In 1937, the National Convention of the American Legion outlined the proper way to dispose of worn out American flags—by burning them respectfully.

On Friday, June 14, the Wilber American Legion Post 101 will hold its first flag retirement ceremony at 6 p.m. in Legion Park.

“For the longest time, the Dorchester Legion Post has done this. We are taking this over from them,” said Dave Packer, who served as Post 101 Commander until June 12.

“It’s something we kind of wanted to bring to light, the change of venue. We are going to be guided through it by the Dorchester post,” he said.

Packer said a ceremonial flag burning is an acceptable way to retire old flags, though some people have thought it disrespectful in the past.

“We will burn the flags properly, and in our Legion handbook, there’s a procedure,” he said. “We’ll do a ceremony, then the flags after that.
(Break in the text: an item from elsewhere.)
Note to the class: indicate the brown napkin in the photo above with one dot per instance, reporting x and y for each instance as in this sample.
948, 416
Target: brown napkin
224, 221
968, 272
They’re taken care of in a respectful manner versus a protesting manner.”

Often, flags are burned folded up in a triangle shape—the proper way to fold a flag—but Packer said at the ceremony, they will be laid flat so that they burn a little bit easier, which also is acceptable.

Packer said a flag should be retired if it’s tattered.

“A flag can be repaired once and then reflown,” he said. “A lot of people when they order their flags ask to have them double sewn on the side so they last a little longer.”

Old flags may be given to any area Legion member to be retired.

The public is invited to attend the ceremony, as well as a meal afterward provided by the American Legion Auxiliary.

“We will have a lot of flags to retire,” Packer said.